# 1994 MCM A：The Communications Network Problem

In your company, information is shared among departments on a daily basis. This information includes the previous day’s sales statistics and current production guidance. It is important to get this information out as quickly as possible.

Suppose that a communications network is to be used to transfer blocks of data (files) from one computer to another. As an example, consider the graph model in **Figure 1**.

Vertices $V_1, V_2,...,V_m$ represent computers, and edges $e_1, e_2,...,e_n$ represent files to be transferred (between computers represented by edge endpoints). $T(e_x)$ is the time that it takes to transfer file $e_x$, and $C(V_y)$ is the capacity of the computer represented by $V_y$ to transfer files simultaneously. A file transfer involves the engagement of both computers for the entire time that it takes to transfer the file. For example, $C(V_y)=1$ means that computer $V_y$ can be involved in only one transfer at a time.
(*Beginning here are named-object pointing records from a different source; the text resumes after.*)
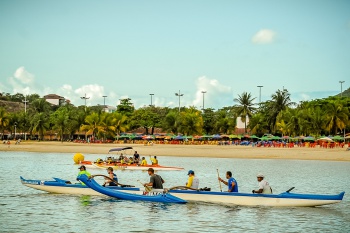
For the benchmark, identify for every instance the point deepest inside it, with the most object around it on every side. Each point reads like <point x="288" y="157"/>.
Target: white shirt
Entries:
<point x="195" y="183"/>
<point x="264" y="185"/>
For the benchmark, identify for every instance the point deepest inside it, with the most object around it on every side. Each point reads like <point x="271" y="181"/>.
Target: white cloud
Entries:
<point x="23" y="76"/>
<point x="216" y="93"/>
<point x="24" y="82"/>
<point x="264" y="36"/>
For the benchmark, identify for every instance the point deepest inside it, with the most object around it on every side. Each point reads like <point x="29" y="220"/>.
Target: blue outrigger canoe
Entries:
<point x="135" y="196"/>
<point x="285" y="199"/>
<point x="61" y="186"/>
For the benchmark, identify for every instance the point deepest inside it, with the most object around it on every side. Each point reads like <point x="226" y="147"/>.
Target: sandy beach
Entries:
<point x="248" y="152"/>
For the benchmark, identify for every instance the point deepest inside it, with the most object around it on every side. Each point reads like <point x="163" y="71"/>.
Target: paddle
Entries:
<point x="148" y="189"/>
<point x="217" y="170"/>
<point x="182" y="187"/>
<point x="107" y="177"/>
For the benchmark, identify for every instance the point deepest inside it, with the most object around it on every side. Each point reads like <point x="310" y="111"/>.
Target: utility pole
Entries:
<point x="203" y="92"/>
<point x="85" y="98"/>
<point x="104" y="100"/>
<point x="341" y="88"/>
<point x="179" y="95"/>
<point x="260" y="93"/>
<point x="25" y="101"/>
<point x="151" y="98"/>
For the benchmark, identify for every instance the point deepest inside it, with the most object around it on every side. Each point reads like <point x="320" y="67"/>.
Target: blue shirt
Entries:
<point x="230" y="182"/>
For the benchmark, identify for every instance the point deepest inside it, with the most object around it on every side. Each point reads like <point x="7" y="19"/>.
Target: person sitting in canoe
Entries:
<point x="264" y="186"/>
<point x="136" y="157"/>
<point x="193" y="181"/>
<point x="143" y="162"/>
<point x="83" y="171"/>
<point x="156" y="181"/>
<point x="113" y="181"/>
<point x="231" y="182"/>
<point x="154" y="160"/>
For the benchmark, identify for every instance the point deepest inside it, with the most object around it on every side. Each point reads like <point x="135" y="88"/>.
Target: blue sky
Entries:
<point x="134" y="48"/>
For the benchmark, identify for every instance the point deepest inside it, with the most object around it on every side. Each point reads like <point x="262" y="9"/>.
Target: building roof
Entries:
<point x="53" y="96"/>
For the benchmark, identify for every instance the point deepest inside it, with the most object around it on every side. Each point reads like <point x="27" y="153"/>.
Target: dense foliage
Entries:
<point x="276" y="116"/>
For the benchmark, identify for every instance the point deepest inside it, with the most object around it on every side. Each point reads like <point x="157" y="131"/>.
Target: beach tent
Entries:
<point x="326" y="139"/>
<point x="338" y="138"/>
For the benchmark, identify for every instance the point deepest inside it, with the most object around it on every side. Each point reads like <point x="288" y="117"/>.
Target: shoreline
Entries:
<point x="210" y="151"/>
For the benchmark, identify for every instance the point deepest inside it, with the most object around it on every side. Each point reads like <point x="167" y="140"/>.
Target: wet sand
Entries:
<point x="248" y="152"/>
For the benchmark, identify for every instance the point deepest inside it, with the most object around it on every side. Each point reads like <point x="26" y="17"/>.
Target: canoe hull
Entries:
<point x="59" y="186"/>
<point x="135" y="167"/>
<point x="137" y="196"/>
<point x="245" y="199"/>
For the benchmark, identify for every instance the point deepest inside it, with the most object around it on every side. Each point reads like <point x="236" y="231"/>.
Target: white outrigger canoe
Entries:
<point x="60" y="186"/>
<point x="285" y="199"/>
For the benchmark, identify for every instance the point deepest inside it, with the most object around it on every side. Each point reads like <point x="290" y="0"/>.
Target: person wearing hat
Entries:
<point x="113" y="179"/>
<point x="264" y="186"/>
<point x="83" y="171"/>
<point x="231" y="182"/>
<point x="193" y="181"/>
<point x="156" y="181"/>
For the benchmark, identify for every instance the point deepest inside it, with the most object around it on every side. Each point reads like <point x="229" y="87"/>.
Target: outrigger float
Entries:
<point x="285" y="199"/>
<point x="116" y="165"/>
<point x="178" y="195"/>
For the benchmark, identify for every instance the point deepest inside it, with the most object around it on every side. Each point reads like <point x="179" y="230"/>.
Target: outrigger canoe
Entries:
<point x="285" y="199"/>
<point x="60" y="186"/>
<point x="119" y="166"/>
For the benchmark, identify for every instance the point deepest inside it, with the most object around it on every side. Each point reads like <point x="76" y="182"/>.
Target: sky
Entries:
<point x="131" y="49"/>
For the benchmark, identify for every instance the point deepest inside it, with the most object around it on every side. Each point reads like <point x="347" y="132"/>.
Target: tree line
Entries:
<point x="278" y="115"/>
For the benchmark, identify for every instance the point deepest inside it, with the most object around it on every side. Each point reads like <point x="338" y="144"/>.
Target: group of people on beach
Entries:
<point x="125" y="160"/>
<point x="156" y="181"/>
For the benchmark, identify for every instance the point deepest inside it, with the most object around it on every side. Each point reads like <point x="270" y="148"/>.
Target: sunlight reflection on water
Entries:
<point x="27" y="210"/>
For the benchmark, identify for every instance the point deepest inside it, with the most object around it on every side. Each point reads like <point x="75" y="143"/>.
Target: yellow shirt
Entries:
<point x="154" y="161"/>
<point x="189" y="182"/>
<point x="143" y="162"/>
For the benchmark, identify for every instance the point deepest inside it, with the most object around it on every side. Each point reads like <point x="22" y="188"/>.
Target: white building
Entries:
<point x="55" y="99"/>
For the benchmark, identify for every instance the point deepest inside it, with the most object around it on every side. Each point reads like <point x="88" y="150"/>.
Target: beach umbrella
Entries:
<point x="309" y="139"/>
<point x="326" y="139"/>
<point x="338" y="138"/>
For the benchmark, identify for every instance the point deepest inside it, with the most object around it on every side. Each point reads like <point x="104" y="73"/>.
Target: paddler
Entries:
<point x="83" y="171"/>
<point x="264" y="186"/>
<point x="156" y="181"/>
<point x="143" y="162"/>
<point x="113" y="179"/>
<point x="154" y="160"/>
<point x="231" y="182"/>
<point x="193" y="181"/>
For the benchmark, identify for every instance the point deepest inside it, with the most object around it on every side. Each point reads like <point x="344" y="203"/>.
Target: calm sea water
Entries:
<point x="23" y="209"/>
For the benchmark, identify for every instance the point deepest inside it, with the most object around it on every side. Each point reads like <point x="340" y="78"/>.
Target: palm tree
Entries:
<point x="279" y="102"/>
<point x="60" y="119"/>
<point x="120" y="122"/>
<point x="93" y="124"/>
<point x="191" y="121"/>
<point x="40" y="123"/>
<point x="337" y="116"/>
<point x="4" y="121"/>
<point x="245" y="108"/>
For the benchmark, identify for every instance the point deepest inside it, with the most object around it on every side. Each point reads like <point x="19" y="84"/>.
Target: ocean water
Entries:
<point x="23" y="209"/>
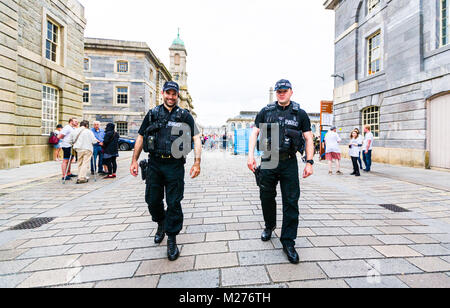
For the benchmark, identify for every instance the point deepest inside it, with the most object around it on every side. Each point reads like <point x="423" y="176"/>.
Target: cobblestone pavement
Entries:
<point x="103" y="235"/>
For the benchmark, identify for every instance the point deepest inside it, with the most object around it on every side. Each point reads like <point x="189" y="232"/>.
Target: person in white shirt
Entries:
<point x="354" y="151"/>
<point x="360" y="144"/>
<point x="83" y="140"/>
<point x="333" y="152"/>
<point x="367" y="148"/>
<point x="67" y="147"/>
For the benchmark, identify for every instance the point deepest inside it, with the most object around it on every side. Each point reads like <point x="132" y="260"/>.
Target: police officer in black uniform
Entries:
<point x="294" y="128"/>
<point x="159" y="135"/>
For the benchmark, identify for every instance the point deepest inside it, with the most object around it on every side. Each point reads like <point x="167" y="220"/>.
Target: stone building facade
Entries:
<point x="246" y="119"/>
<point x="178" y="69"/>
<point x="124" y="81"/>
<point x="41" y="77"/>
<point x="392" y="71"/>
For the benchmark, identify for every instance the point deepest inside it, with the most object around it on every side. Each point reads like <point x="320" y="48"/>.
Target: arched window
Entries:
<point x="371" y="116"/>
<point x="50" y="100"/>
<point x="371" y="5"/>
<point x="445" y="22"/>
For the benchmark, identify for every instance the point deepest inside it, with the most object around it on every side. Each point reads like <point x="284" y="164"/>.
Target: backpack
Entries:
<point x="53" y="139"/>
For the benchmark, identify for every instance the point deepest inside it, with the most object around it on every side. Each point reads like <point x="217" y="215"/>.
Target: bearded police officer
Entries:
<point x="160" y="136"/>
<point x="293" y="127"/>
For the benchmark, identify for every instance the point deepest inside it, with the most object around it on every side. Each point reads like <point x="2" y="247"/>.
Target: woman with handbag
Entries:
<point x="111" y="148"/>
<point x="354" y="151"/>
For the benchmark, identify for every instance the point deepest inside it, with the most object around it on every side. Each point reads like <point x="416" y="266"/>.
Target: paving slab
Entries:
<point x="356" y="252"/>
<point x="394" y="266"/>
<point x="394" y="251"/>
<point x="50" y="278"/>
<point x="319" y="284"/>
<point x="291" y="272"/>
<point x="239" y="276"/>
<point x="346" y="268"/>
<point x="431" y="281"/>
<point x="107" y="257"/>
<point x="216" y="261"/>
<point x="106" y="272"/>
<point x="192" y="279"/>
<point x="377" y="282"/>
<point x="163" y="266"/>
<point x="430" y="264"/>
<point x="130" y="283"/>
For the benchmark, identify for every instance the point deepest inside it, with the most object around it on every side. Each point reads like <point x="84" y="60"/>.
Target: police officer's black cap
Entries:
<point x="283" y="84"/>
<point x="171" y="85"/>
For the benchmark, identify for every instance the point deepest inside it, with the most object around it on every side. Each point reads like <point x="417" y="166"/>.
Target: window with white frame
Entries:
<point x="122" y="95"/>
<point x="371" y="116"/>
<point x="122" y="128"/>
<point x="49" y="109"/>
<point x="86" y="94"/>
<point x="52" y="41"/>
<point x="87" y="64"/>
<point x="374" y="53"/>
<point x="445" y="22"/>
<point x="122" y="66"/>
<point x="372" y="4"/>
We are interested in scheduling the transfers in an optimal way, to minimize the total time that it takes to complete them all. This minimum total time is called the *makespan*. Consider the three following situations for your company:

#### Situation A

Your corporation has 28 departments. Each department has a computer, each of which is represented by a vertex in **Figure 2**. Each day, 27 files must be transferred, represented by the edges in Figure 2. For this network, $T(e_x)=1$ and $C(V_y)=1$ for all $x$ and $y$. Find an optimal schedule and the *makespan* for the given network. Can you prove to your supervisor that your *makespan* is the smallest possible (optimal) for the given network? Describe your approach to solving the problem. Does your approach work for the general case, that is, where $T(e_x)$, $C(V_y)$, and the graph structure are arbitrary?

#### Situation B

Suppose that your company changes the requirements for data transfer. You must now consider the same basic network structure (again, see **Figure 2**) with different types and sizes of files. These files take the amount of time to transfer indicated in **Table 2** by the $T(e_x)$ terms for each edge. We still have $C(V_y)=1$ for all $y$. Find an optimal schedule and the *makespan* for the new network. Can you prove that your *makespan* is the smallest possible for the new network? Describe your approach to solving this problem. Does your approach work for the general case? Comment on any peculiar or unexpected results.

#### Situation C

Your corporation is considering expansion. If that happens, there are several new files (edges) that will need to be transferred daily. This expansion will also include an upgrade of the computer system. Some of the 28 departments will get new computers that can handle more than one transfer at a time. All of these changes are indicated in **Figure 3** and **Tables 3–4**. What is the best schedule and *makespan* that you can find? Can you prove that your* makespan* is the smallest possible for this network? Describe your approach to solving the problem. Comment on any peculiar or unexpected results.